Thursday, May 7, 2009

Sermon for March 3-4

The Second Midweek in Lent
March 3-4, 2009
Text: Exodus 20:12

Dear Friends in Christ,
As we resume our series on the Ten Commandments, it is perhaps important to consider what we have learned in First Table of the Law. All sins are violations of the First Commandment. We sin because we do not fear, love and trust in God above all things. Second, the law serves a threefold purpose. But the purpose that is always of most concern to us is the second use of the law - that is the law as a mirror to show us our sins.

The Ten Commandments, as we have often noted, don’t naturally fit into ten comments. Organizing them into Ten Commands is structure that has been imposed upon Exodus 20. This why there are several different versions of the Ten Commandments. They’re all taken from Exodus 20 and simply organized in different ways. But early on there was also a twofold organization of the law. Christ even acknowledges this when He quotes a verse from Deuteronomy that had become the Rabbinic summary of the law - Love the Lord your God will all your mind, all heart and all your soul, and love your neighbor as yourself. So the first half of the law, which we considered in Advent is about our relationship with God. The second half, which we will now consider, is about relationship with our fellow man.

The Fourth Commandment is normally placed in the second table of the Law, but it really serves as a transition. For it is the house father that is to see that his children are brought up in the fear and admonition of the Lord. The father in particular acts as God’s representative in the home. He is to be a mirror of our heavenly Father.

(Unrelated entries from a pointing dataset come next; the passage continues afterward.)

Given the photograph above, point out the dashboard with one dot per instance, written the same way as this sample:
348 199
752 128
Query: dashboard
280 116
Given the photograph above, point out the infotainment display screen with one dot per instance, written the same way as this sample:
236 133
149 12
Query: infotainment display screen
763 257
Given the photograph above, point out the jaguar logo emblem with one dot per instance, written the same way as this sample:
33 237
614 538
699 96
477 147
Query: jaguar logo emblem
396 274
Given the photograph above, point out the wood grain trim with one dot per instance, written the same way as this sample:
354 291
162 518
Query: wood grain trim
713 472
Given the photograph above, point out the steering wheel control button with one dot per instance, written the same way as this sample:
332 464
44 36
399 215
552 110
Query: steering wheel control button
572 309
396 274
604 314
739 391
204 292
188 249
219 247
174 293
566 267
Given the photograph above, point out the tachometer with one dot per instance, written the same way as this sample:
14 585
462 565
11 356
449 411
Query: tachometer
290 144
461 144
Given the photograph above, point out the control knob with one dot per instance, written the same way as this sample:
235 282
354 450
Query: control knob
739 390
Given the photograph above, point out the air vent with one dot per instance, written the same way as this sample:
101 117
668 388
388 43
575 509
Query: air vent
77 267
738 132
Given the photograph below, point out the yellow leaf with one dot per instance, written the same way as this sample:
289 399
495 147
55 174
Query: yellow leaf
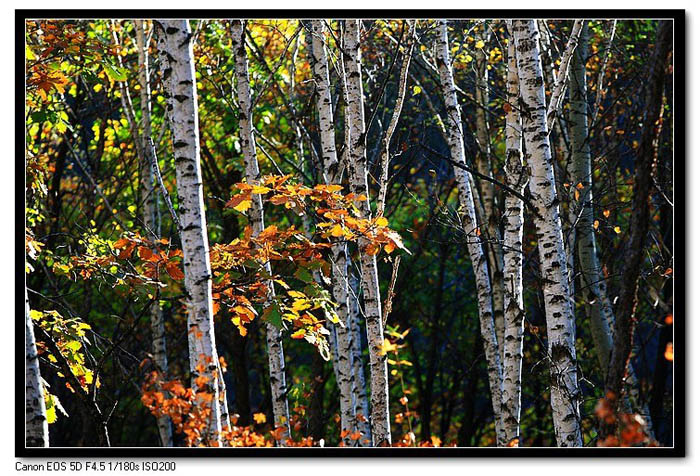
243 206
337 231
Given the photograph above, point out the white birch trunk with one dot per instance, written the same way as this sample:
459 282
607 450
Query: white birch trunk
561 327
394 121
516 178
343 343
359 390
275 352
149 202
179 77
487 192
357 162
594 290
560 83
593 285
453 127
36 426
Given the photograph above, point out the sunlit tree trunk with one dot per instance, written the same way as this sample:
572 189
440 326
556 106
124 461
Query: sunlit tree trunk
395 116
593 282
36 426
278 382
357 162
324 108
149 200
179 78
561 326
516 178
455 138
559 86
639 220
359 389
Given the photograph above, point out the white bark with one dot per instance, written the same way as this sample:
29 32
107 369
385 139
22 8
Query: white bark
275 352
359 389
149 198
594 290
560 83
561 327
486 190
453 127
394 121
179 77
516 178
593 285
343 342
36 426
357 162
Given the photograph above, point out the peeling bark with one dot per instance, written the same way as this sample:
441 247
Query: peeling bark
275 352
357 162
180 83
455 138
516 178
561 326
36 426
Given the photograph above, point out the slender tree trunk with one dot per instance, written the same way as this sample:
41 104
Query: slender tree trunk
593 283
394 121
343 341
476 252
516 178
149 201
559 86
359 389
561 326
486 189
278 383
357 162
180 85
639 221
36 426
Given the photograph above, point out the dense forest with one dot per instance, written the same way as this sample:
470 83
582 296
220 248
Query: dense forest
377 232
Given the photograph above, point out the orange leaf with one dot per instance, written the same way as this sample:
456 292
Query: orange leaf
174 271
145 252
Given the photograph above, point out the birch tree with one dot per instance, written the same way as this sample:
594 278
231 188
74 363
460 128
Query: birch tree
513 256
339 251
36 426
468 216
639 221
561 326
273 335
179 78
150 215
485 194
357 163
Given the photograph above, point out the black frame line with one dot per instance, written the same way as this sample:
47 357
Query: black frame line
680 217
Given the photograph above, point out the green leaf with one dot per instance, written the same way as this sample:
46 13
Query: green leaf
303 274
272 315
115 73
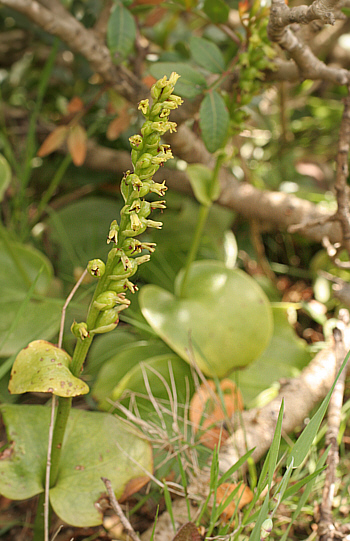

It is well that we make note of the fact that children who are abused by their earthly fathers often have a hard time trusting in God the Father.

What is it that we are commanded in the Fourth Commandment. We are to obey our parents, right? No. That’s that what is says. We are to honor our parents and this also then extends to other authorities. A school teacher acts in loco parentes - that is in place of the parent. Kings historically presented themselves as the father of their nation and called their subjects their children. But lets get back to the verb, that is the action here. We are to honor them. What does that mean? It’s a little more slippery and a little harder to quantify.

Consider this rather horrific example. A father has a teenage son and daughter. He commands the son to have sexual relations with his sister. Now, how do these two children honor their father? By refusing to obey him. If necessary by calling the police or other authorities to intervene. One might say how is having your own father carted off to jail honoring him? But it is when it is preventing some evil. Honor is about doing what is good and right. Many times, for children, it means to obey. But regardless of everything else, one honors their father and mother when they do that which is right.

Even as adults, we are bring honor to our parents. We are live our lives in such a way that it bring credit and praise to our parents. Nor does this end when our parents die. We honor their memory by continuing to do right. This extends even to how our parents are treated in death. Do we make certain that they have a proper funeral? Do we make certain their grave is proper marked and tended, and so forth? One of the scourges of a mobile society is that many people no longer live in the communities where their parents are buried. In these things we honor our parents.

What about matters of religion? What if our parents, particularly our fathers were rank unbelievers? First that we must say that they clung to that which is false. Honoring our parents is never about rewriting the past. So we must be honest. But then we, who know the truth of Jesus Christ, cling that truth. Though our parents might not think this is honoring them, it is. It is honoring them because we are clinging to the truth of God’s Word. You see honoring someone is not about what they feel, emotionally, is an honor. It is an objective thing. You are objectively bringing honor to their name. So a Christian who is the child of rank unbelievers fulfills the Fourth Commandment by remaining a faithful believer.

As in all the Commandments, the Fourth Commandment is an expression of God’s will for our lives. We show love for God and our parents by bringing honor to their name. But we also understand that no matter how hard we seek to do this, we will always fall short. We can never do perfectly, with a perfect hart, all that is required of us. The best we can do is a superficial, outward fulfillment. When we see this, the Fourth Commandment has become God’s mirror showing us our sins. Only Christ fulfills the law perfectly. He did that in our place. In the cross, He makes His obedience our obedience. And so for us, The Fourth Commandment, as well as all the comments, makes us flee to the cross. For there our sins were covered.